Racemic Epinephrine Pediatric Dose — Respiratory
Racemic epinephrine is a 1:1 mixture of d- and l-epinephrine isomers that acts as a potent alpha- and beta-adrenergic agonist, producing mucosal vasoconstriction and reduction of subglottic edema. It is used primarily in pediatric patients for the relief of moderate-to-severe upper airway obstruction, most commonly in croup (laryngotracheobronchitis). It may also be considered in other causes of stridor and upper airway edema in the acute care setting.
Pediatric Dosing
Racemic epinephrine is administered as a nebulized solution using 2.25% racemic epinephrine diluted in 2.5 mL normal saline. Dosing is weight- and age-based rather than strict per-kilogram:
- Infants and small children: 0.25 mL of 2.25% racemic epinephrine in 2.5 mL saline via nebulizer
- Older children: 0.5 mL of 2.25% racemic epinephrine in 2.5 mL saline via nebulizer
For reference, 3 mL of 1:1000 (L-)epinephrine is approximately equivalent to 0.25 mL of 2.25% racemic epinephrine and may be used as an alternative when racemic epinephrine is unavailable. Consult institutional protocol for repeat dosing intervals and maximum number of treatments.

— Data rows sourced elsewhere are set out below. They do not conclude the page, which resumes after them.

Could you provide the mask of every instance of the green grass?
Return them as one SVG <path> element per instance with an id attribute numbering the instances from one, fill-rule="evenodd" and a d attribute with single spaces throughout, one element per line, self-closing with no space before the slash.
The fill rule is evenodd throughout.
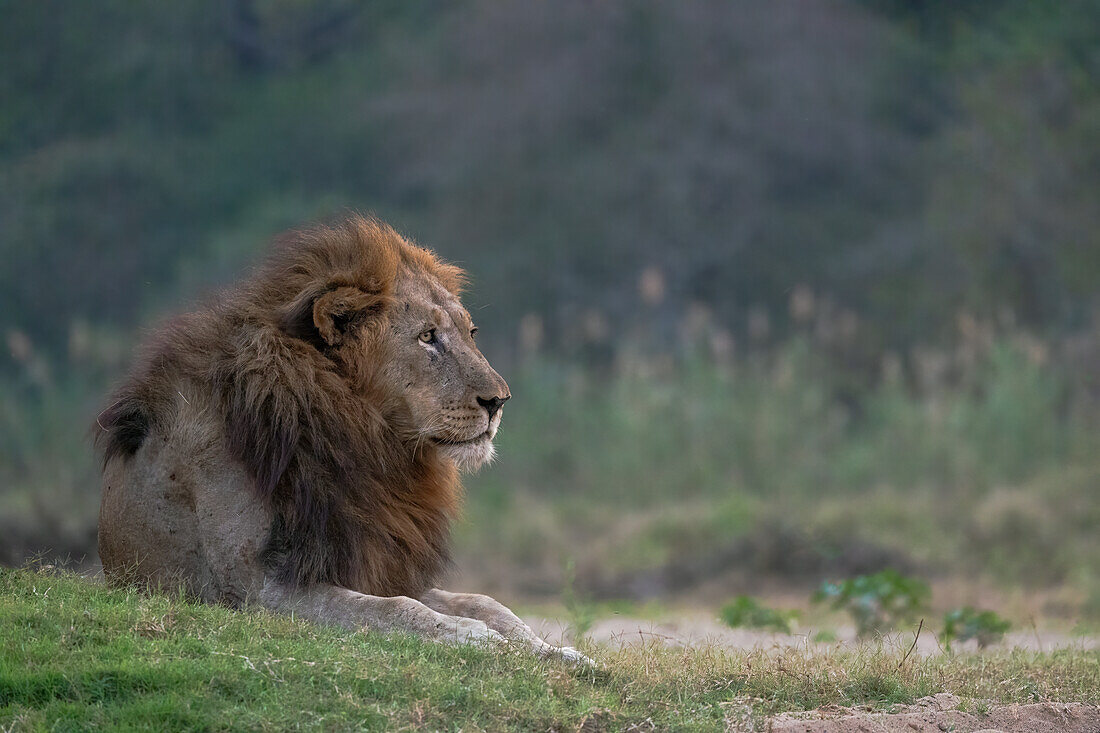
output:
<path id="1" fill-rule="evenodd" d="M 884 709 L 940 691 L 994 703 L 1100 697 L 1096 652 L 900 664 L 900 651 L 870 647 L 588 651 L 600 670 L 0 570 L 5 730 L 562 730 L 586 718 L 713 730 L 730 714 Z"/>
<path id="2" fill-rule="evenodd" d="M 1095 421 L 1064 371 L 1008 340 L 950 383 L 884 379 L 854 405 L 798 339 L 729 365 L 638 359 L 600 379 L 540 362 L 509 377 L 501 457 L 467 482 L 460 527 L 462 564 L 493 556 L 490 577 L 560 589 L 573 557 L 578 588 L 606 598 L 615 578 L 733 556 L 809 587 L 879 569 L 827 569 L 861 548 L 1010 586 L 1087 589 L 1100 567 Z"/>
<path id="3" fill-rule="evenodd" d="M 938 384 L 913 367 L 920 388 L 868 383 L 853 405 L 847 377 L 801 339 L 731 363 L 624 359 L 610 374 L 532 361 L 508 374 L 499 461 L 466 480 L 458 564 L 471 587 L 512 598 L 570 585 L 577 610 L 682 590 L 649 582 L 661 573 L 713 583 L 735 567 L 808 589 L 896 567 L 1067 588 L 1062 615 L 1100 620 L 1092 403 L 1007 336 L 968 364 Z M 4 537 L 94 552 L 86 431 L 106 379 L 70 371 L 42 389 L 0 377 L 0 552 Z M 844 565 L 868 553 L 877 566 Z"/>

Indications and Clinical Context
Racemic epinephrine is indicated for moderate-to-severe croup (laryngotracheobronchitis) presenting with significant stridor at rest, increased work of breathing, or impending respiratory failure. It is a well-established component of acute croup management alongside systemic corticosteroids (e.g., dexamethasone). By inducing alpha-adrenergic–mediated mucosal vasoconstriction, it reduces subglottic edema and transiently relieves upper airway obstruction. It may also be used for other causes of acute upper airway edema in the pediatric emergency or intensive care setting.
Clinicians should be aware of the rebound phenomenon: symptomatic improvement is temporary (typically 1–2 hours), and patients treated with racemic epinephrine generally require a period of observation (commonly 2–4 hours) to ensure symptoms do not return to baseline or worsen. Discharge decisions should incorporate corticosteroid administration and clinical trajectory per institutional and standard pediatric guidelines.
Administration and Monitoring
Administer via a standard small-volume nebulizer with a well-fitting mask or mouthpiece. Continuous pulse oximetry and clinical monitoring for work of breathing, stridor, and heart rate are recommended during and after treatment. Key considerations include:
- Nebulization is the only indicated route for this indication; do not administer IV or IM for croup management
- Monitor for tachycardia and pallor, which are expected transient adrenergic effects
- Use with caution in patients with underlying cardiac arrhythmias or congenital heart disease
- Observe for rebound symptoms following the treatment period; consult institutional protocol for observation duration and repeat dosing criteria
- L-epinephrine 1:1000 (3 mL nebulized) is an accepted alternative when 2.25% racemic epinephrine is unavailable
Disclaimer: This article is an educational reference summarizing standard pediatric dosing values. It is not a substitute for clinical judgment. Always verify doses against institutional protocols, the current edition of authoritative references (e.g., Lexicomp, Harriet Lane Handbook, PALS guidelines), the patient’s accurate weight, and any patient-specific factors (renal/hepatic function, allergies, comedications) before administration.